Scott 'Scooter' Braun and CAA's Rob Light on the Future of Music at Milken Conference (Video)
Justin Bieber's manager, Scott “Scooter” Braun, and CAA Music Dept. head Rob Light were two of the six panelists holding forth on “The Evolution of Music and the Music Consumer” at Tuesday’s Milken Institute Global Conference at the Beverly Hilton. They were joined by mega-mogul Irving Azoff, UMG head Lucian Grainge, Clear Channel’s Robert Pittman and EDM impresario Pasquale Rotella in a wide-ranging discussion on the dynamic changes in the music business over the last 16 years, moderated by John Amato, co-president of Billboard and The Hollywood Reporter.

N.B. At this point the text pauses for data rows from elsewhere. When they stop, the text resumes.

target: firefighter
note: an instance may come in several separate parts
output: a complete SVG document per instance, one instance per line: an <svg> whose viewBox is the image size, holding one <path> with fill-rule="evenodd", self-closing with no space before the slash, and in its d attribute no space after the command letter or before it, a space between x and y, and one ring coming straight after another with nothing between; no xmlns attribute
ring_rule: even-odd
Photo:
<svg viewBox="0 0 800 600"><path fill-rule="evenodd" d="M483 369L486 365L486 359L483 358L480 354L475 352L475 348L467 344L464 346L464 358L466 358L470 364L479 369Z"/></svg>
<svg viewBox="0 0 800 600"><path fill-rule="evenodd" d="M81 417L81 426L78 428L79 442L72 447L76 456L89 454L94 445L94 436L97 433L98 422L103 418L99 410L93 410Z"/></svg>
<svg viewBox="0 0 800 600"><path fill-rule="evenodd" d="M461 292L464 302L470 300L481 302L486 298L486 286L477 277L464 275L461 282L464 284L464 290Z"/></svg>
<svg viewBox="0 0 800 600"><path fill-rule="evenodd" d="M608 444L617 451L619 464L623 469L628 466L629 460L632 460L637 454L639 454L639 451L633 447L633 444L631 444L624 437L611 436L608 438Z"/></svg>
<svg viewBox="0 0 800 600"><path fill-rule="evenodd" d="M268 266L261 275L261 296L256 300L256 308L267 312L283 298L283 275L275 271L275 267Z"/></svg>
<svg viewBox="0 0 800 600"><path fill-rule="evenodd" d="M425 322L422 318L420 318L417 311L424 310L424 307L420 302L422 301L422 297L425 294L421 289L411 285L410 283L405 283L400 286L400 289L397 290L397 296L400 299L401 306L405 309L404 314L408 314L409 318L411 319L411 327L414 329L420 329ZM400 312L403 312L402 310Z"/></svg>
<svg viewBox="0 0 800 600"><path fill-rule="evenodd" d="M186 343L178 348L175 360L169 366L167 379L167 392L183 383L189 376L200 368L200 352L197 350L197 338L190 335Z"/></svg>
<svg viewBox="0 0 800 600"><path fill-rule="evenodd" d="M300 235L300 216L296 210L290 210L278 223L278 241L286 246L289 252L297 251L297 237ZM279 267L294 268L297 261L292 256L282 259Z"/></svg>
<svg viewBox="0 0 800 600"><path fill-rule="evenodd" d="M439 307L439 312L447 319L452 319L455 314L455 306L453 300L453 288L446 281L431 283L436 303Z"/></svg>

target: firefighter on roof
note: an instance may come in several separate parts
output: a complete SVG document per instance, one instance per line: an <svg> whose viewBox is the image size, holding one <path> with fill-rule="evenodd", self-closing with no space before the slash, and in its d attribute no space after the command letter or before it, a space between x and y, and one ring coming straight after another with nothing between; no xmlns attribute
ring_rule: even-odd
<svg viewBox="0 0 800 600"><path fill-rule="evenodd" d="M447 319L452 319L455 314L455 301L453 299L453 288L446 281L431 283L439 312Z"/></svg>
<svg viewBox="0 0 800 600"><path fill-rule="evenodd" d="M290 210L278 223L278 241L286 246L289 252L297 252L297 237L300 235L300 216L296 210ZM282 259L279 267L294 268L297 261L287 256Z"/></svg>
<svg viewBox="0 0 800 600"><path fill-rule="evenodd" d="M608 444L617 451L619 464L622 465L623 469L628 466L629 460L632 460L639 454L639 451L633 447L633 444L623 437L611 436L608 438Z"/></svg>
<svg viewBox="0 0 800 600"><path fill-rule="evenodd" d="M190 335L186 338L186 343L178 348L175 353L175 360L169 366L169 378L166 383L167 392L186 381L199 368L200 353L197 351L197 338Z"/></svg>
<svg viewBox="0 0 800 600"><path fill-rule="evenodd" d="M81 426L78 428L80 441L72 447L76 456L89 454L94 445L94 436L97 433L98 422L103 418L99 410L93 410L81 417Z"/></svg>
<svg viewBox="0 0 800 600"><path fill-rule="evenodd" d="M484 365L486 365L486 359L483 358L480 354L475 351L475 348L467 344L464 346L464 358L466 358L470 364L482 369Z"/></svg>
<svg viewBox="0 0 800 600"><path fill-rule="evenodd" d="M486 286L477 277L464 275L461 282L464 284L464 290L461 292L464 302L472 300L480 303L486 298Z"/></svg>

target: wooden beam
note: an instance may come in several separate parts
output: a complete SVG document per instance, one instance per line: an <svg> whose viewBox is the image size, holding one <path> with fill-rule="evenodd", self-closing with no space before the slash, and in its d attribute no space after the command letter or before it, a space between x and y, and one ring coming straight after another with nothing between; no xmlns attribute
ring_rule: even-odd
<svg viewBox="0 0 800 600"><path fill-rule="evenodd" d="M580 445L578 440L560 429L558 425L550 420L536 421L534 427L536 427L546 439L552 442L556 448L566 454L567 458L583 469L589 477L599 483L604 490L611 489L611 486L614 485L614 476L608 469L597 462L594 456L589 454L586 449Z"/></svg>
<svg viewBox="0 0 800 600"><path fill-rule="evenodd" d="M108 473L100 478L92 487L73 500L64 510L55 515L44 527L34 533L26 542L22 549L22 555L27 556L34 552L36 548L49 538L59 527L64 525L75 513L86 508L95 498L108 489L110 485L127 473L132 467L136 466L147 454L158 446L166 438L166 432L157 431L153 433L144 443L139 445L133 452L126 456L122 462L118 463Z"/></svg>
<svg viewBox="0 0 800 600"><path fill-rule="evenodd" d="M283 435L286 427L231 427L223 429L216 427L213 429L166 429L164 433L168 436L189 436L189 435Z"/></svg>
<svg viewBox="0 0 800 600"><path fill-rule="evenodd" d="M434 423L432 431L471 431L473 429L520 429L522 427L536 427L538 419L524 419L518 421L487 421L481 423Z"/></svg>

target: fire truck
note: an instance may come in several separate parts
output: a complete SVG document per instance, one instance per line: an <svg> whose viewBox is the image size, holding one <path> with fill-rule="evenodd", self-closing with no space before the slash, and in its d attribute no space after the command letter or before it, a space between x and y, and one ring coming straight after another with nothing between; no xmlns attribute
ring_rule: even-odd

After the discussion, Braun and Light dropped by to discuss the issues with THR. “Streaming only improves the other ways we consume music,” says Braun. “It just gives us more access to it…. People want music to be near them all day long.”
About his breaking of such acts as Bieber, Psy and Carly Rae Jepsen, Braun says: “You can build the greatest brand in the world, but it’s short-lived if you don’t make great records. We’ve been very fortunate to break acts, but it starts with the music and that connection. What we’ve done with social media is put more eyeballs and let the public decide.
“At the end of the day, our industry is built on the demand of the consumer and what they want. We have to find the middle ground. We can’t hold on to the old model. None of us has a crystal ball. It’s exciting to have an open frontier ahead of us, and how we’re going to create this business.”
CAA’s Light is bullish on the live concert business and its relationship to the music industry as a whole, saying it’s gone from an afterthought to a crucial element.
“Touring has now become a critical part of any marketing mix, rather than an afterthought,” says Light. “How do you create demand that builds future demand? When it’s done right, I think it has a huge impact on the career of an artist.”
Light also is optimistic about the rise of multiday festivals, like Coachella, Bonaroo, Austin City Limits and Lollapalooza. “The real holy grail of festivals is [to create] the next generation of headliners,” he says. “Lifestyle is important, but it’s not the whole ticket. You need stars to drive them. ”
About the role of viral marketing in promoting concerts, he says: “We’re just at the front edge of how social media can help promote our clients. It’s a huge game-changer.
“The more technology we have, the more we want to spend time together. Live music will always be important.”